To overcome this lack of knowledge, we conducted the first robust meta-analysis to examine the consistency and magnitude of the prognostic accuracy of instruments used for psychosis prediction, while at the same time investigating their potential clinical utility in help-seeking samples of high risk services, in the general population and across other groups.
METHODS
Search strategy
Two investigators (MC, GR) conducted a two-step literature search. At a first step, the Web of Knowledge database was searched, incorporating both the Web of Science and MEDLINE. The search was extended until March 2015, including only abstracts in English. The electronic research adopted several combinations of the following keywords: “at risk mental state”, “psychosis risk”, “prodrome”, “prodromal psychosis”, “ultra-high risk”, “high risk”, “help-seeking”, “diagnostic accuracy”, “sensitivity”, “specificity”, “psychosis prediction”, “psychosis onset”, and name of the CHR assessment instruments. The second step involved the use of Scopus to investigate citations of previous systematic reviews on transition outcomes in CHR subjects and a manual search of the reference lists of the retrieved articles.
Articles identified through these two steps were then screened for the selection criteria on the basis of abstract reading. The articles surviving this selection were assessed for eligibility on the basis of full text reading. To achieve a high standard of reporting, we adopted the Meta-analysis Of Observational Studies in Epidemiology (MOOSE) checklist (29).
Selection criteria
Studies were eligible for inclusion if: a) they were reported in original articles, written in English or in German; b) they had used in the same pool of referrals an established CHR psychometric instrument (index test); c) they had followed up both CHR+ and CHR− subjects for psychosis onset (reference index) using established international diagnostic manuals (ICD or DSM); d) they had reported sufficient prognostic accuracy data.
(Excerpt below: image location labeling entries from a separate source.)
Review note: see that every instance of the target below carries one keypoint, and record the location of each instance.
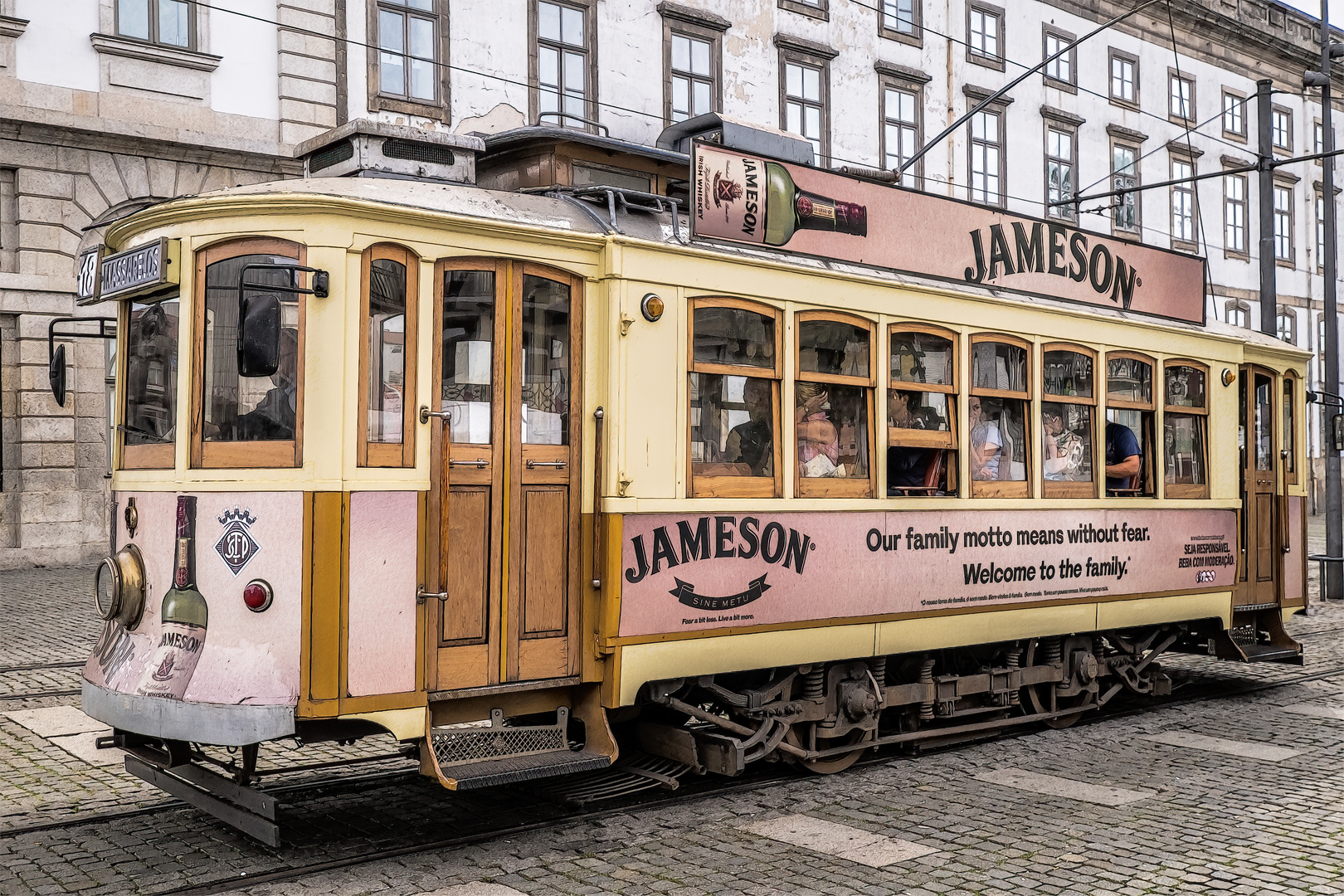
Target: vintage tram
(522, 476)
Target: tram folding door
(507, 479)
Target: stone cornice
(114, 46)
(693, 17)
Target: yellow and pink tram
(520, 477)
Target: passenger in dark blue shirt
(1124, 457)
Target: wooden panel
(466, 611)
(546, 553)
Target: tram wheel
(1043, 698)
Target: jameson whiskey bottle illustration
(182, 620)
(754, 201)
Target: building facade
(110, 105)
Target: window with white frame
(986, 158)
(1234, 214)
(1060, 171)
(1283, 222)
(1183, 202)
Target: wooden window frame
(254, 455)
(949, 441)
(143, 457)
(738, 486)
(378, 100)
(390, 453)
(533, 91)
(1179, 490)
(680, 26)
(1050, 488)
(811, 488)
(1149, 407)
(1001, 488)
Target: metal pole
(1265, 160)
(1333, 587)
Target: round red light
(257, 596)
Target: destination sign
(761, 202)
(140, 270)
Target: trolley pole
(1332, 586)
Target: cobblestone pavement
(1209, 794)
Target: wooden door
(1261, 528)
(507, 364)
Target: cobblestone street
(1231, 793)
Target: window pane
(832, 423)
(1066, 442)
(152, 373)
(1186, 387)
(386, 349)
(244, 409)
(1183, 438)
(999, 366)
(546, 362)
(734, 336)
(832, 347)
(468, 353)
(173, 23)
(997, 440)
(1127, 379)
(134, 19)
(732, 426)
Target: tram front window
(244, 409)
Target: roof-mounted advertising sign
(754, 201)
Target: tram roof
(548, 210)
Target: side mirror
(56, 375)
(258, 336)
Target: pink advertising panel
(718, 571)
(761, 202)
(212, 650)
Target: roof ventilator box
(368, 148)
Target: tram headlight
(119, 586)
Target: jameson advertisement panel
(761, 202)
(732, 570)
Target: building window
(901, 113)
(693, 74)
(171, 23)
(563, 61)
(901, 21)
(1062, 71)
(1183, 202)
(1283, 223)
(1234, 214)
(986, 35)
(1125, 176)
(1181, 97)
(806, 91)
(1281, 128)
(1060, 171)
(986, 163)
(1234, 114)
(1124, 78)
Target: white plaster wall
(245, 80)
(56, 47)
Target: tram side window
(734, 399)
(387, 362)
(265, 412)
(834, 406)
(151, 386)
(1129, 425)
(1068, 416)
(923, 412)
(1186, 431)
(997, 412)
With respect to this last point, when data were not directly presented, they were indirectly extracted from associated data. Additionally, we contacted all corresponding authors to request additional data when needed.
We excluded: a) abstracts, pilot datasets, reviews, articles in a language other than English or German; b) studies in which interviews were not conducted in the same pool of referrals or that used an external CHR− group of healthy controls; c) studies with overlapping datasets. In case of multiple publications deriving from the same study population, we selected the article reporting the largest and most recent data set. The literature search was summarized according to PRISMA guidelines (30).
Recorded variables
Data extraction was independently performed by two investigators (MC, GR). Data included author, year of publication, characteristics of subject samples (baseline sample sizes, mean age and age range, proportion of females), the CHR psychometric instrument used, exposure to antipsychotics, diagnostic criteria used at follow-ups to assess the psychotic outcome, follow-up time, prognostic accuracy data (number of true and false positives, true and false negatives or associated data) and quality assessment conducted with the Quality Assessment of Diagnostic Accuracy Studies (QUADAS) checklist (31).
Statistical analysis
The statistical analysis followed the Cochrane Guidelines for Systematic Reviews of Diagnostic Test Accuracy, Version 1.0 (32) and the Methods Guide for Authors of Systematic Reviews of Medical Tests by the Agency for Healthcare Research and Quality (chapter 8) (33). Evaluating test accuracy requires knowledge of two quantities: the test’s Se and Sp. Meta-analysis methods for diagnostic test accuracy thus have to deal with two summary statistics simultaneously rather than one (32). Methods for undertaking analyses which account for both Se and Sp, the relationship between them, and the heterogeneity in test accuracy, require fitting advanced hierarchical random effects models (32).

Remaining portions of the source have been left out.